The logical extension of all this is greater granularity. Rather than just a normal and a collectors edition, shouldn't we go further? The idea of being able to pay for gameplay advantage in an online game is hideous, but some Asian MMOs have done very well by charging players for cosmetic improvements. The idea of 'free game, charge people for hats' is much talked about in industry circles. There’s no reason why this can't be extended in a different way.

Take a game like Call of Duty 4. I loved it, and enjoyed it online and off. I'd have happily paid £50 rather than £30 for it. But some people ONLY wanted it for online play. Some of them might have used voice chat (I don't bother) and maybe some of them could only run it on low-resolution or detail. Why do we all pay the same price? Conversely I hate paying for the campaigns in Company of Heroes. I never play them, just skirmish and online.

It figures that the wealthier gamers have the high end kit, so would it be reasonable for there to be a deluxe version of COD4 with multi-monitor and high resolution support, voice-communication features etc, and a 'lite' version locked at 1024 res, no voice chat and fancy shaders, for say £15? As long as there was an in-game option for you to pay the difference later and upgrade, would this be a good idea?

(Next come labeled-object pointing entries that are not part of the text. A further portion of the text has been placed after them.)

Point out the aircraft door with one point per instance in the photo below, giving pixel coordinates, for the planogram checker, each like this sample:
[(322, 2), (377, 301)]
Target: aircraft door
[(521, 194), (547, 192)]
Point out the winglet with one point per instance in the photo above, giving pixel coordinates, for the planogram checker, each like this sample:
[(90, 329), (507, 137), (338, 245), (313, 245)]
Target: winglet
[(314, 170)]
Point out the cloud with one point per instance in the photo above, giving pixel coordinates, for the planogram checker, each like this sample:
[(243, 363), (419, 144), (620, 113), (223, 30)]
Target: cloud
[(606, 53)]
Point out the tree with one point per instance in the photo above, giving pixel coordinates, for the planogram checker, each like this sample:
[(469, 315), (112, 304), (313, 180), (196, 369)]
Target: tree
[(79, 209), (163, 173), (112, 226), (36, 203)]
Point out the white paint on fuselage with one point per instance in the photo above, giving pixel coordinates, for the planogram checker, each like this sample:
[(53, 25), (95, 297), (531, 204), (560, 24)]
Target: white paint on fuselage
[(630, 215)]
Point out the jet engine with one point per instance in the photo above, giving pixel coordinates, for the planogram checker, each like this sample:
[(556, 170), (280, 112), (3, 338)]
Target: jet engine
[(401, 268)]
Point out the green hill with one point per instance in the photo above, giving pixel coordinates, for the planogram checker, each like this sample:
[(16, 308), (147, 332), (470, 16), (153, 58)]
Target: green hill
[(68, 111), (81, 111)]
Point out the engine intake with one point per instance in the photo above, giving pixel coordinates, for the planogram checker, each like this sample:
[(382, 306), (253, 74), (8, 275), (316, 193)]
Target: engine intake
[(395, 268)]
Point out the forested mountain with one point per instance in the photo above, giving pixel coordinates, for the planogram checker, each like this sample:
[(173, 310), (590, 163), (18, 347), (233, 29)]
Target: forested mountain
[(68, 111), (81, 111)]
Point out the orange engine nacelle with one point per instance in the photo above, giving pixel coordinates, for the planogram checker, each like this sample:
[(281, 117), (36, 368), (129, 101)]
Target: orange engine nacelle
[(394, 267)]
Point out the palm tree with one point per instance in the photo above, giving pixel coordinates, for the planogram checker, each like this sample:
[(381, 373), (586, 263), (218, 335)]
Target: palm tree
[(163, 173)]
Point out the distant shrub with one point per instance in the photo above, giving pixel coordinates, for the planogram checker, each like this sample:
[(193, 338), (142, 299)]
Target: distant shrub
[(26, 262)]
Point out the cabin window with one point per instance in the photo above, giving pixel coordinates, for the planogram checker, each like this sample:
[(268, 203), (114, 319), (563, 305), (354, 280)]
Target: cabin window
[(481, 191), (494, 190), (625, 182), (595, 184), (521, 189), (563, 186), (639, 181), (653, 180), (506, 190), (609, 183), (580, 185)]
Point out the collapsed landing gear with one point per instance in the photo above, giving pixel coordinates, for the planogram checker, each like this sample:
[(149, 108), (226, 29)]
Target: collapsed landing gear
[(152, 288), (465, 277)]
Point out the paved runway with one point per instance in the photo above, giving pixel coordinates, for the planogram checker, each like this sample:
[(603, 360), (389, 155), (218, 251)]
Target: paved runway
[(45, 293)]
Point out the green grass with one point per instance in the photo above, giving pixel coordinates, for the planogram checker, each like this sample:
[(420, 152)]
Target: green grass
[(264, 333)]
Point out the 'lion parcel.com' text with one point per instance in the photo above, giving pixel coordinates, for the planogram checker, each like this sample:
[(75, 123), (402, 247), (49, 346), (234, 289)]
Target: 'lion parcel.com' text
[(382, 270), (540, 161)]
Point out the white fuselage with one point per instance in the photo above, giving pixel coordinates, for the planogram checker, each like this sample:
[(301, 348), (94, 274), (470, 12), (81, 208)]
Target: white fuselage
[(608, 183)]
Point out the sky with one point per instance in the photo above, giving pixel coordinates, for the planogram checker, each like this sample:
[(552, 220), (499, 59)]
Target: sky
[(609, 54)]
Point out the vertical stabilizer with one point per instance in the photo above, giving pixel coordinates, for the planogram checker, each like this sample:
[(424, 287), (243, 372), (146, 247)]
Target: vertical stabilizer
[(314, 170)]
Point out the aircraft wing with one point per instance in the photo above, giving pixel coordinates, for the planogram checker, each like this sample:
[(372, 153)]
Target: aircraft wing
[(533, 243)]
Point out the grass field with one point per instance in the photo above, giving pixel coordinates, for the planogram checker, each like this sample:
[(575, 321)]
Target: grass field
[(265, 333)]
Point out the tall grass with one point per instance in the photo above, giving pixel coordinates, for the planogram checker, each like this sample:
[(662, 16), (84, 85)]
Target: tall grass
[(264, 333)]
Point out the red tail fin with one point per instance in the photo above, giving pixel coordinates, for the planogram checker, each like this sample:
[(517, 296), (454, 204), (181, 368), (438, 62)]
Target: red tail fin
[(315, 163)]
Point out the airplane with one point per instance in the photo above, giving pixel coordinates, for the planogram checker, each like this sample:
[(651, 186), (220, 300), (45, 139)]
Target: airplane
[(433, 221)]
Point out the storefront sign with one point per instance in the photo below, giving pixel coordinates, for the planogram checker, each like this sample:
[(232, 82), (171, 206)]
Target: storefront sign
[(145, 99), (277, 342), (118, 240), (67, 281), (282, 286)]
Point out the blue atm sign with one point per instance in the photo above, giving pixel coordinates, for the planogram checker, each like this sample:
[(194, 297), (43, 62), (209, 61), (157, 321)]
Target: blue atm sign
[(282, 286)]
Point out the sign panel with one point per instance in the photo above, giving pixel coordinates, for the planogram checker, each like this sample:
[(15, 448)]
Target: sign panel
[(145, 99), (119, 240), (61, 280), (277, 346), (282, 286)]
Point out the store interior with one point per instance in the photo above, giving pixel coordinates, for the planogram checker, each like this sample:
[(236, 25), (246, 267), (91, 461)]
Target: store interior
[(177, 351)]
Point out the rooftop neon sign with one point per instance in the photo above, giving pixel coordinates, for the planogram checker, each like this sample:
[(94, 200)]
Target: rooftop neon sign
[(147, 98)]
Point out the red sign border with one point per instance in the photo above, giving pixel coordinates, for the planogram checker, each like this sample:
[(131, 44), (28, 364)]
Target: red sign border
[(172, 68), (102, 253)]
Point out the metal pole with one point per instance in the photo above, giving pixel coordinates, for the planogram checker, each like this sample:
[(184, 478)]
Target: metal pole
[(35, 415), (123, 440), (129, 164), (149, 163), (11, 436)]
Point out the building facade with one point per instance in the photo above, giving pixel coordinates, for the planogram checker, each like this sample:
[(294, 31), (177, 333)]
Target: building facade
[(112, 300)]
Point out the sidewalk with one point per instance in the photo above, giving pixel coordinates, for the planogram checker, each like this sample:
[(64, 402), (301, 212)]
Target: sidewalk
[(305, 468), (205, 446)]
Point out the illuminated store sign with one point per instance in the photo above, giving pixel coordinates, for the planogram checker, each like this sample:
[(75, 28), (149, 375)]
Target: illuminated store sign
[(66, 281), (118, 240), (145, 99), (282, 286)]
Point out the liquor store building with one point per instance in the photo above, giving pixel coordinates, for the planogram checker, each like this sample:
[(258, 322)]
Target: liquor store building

I want to know.

It seems weird to be that when it comes to gaming, there are two prices;, collectors edition or standard, but when it comes to pizza, I have at least 30 options, each with a meticulously calculated price differential. Garlic bread may be £2, but with cheese, I should add £0.50 etc. Right now, the people who won’t pay full price for games either don't play them or pirate them (boo, hiss!). We can complain about this, and say that’s just life, or we can try and find ways to bring them into the market.

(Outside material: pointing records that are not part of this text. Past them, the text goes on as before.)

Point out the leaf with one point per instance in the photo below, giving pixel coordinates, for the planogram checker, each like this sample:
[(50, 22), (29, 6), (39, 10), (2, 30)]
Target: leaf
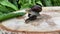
[(8, 4)]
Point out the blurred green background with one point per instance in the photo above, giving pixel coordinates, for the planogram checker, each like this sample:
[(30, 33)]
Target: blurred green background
[(8, 6)]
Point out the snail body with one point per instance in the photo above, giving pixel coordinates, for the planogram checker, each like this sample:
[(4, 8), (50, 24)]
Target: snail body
[(33, 13)]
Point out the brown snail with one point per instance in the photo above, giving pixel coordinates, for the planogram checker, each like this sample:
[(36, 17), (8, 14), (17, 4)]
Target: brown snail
[(33, 13)]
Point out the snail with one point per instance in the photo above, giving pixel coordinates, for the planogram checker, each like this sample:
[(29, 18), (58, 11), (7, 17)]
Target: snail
[(33, 12)]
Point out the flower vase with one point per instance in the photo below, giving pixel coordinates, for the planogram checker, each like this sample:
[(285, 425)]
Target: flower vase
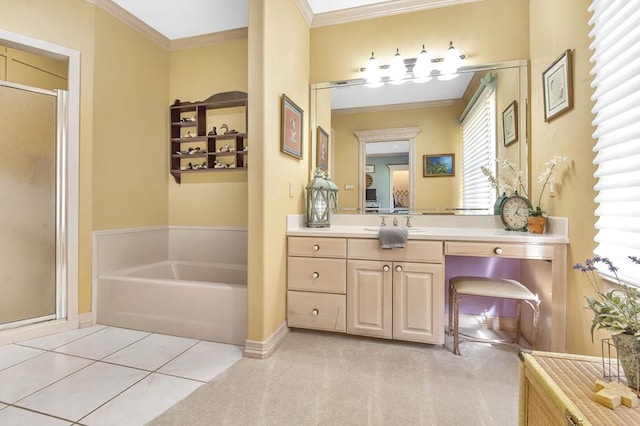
[(628, 348), (537, 224)]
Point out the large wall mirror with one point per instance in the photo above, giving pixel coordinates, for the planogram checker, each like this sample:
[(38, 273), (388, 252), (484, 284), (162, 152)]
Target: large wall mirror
[(385, 140)]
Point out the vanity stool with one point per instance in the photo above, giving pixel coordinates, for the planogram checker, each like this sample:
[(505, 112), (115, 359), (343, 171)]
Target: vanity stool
[(489, 287)]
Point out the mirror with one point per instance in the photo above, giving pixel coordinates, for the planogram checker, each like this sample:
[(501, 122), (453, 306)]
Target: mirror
[(383, 140)]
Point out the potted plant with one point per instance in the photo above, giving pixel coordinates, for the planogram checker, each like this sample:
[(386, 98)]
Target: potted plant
[(617, 311), (509, 184)]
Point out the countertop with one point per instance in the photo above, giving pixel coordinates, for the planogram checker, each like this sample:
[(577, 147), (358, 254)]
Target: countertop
[(433, 227)]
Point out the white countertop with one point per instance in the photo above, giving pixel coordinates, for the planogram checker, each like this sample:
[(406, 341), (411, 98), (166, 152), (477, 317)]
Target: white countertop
[(433, 227)]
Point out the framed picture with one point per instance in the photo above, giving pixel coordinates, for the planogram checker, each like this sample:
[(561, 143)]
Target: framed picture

Gamer resistance to this issue is patchy. People are happy to pay for hats in a free game, but complain of being 'nickel and dimed' for horse armor in Oblivion. Is there a way to make such a system work? Will gamers see three versions of a game as corporate greed? Or accept that they are being given more choice, and more options. Is there a reason we don't mind paying an extra 50p for cheese, but resent being charged extra for that horse armor?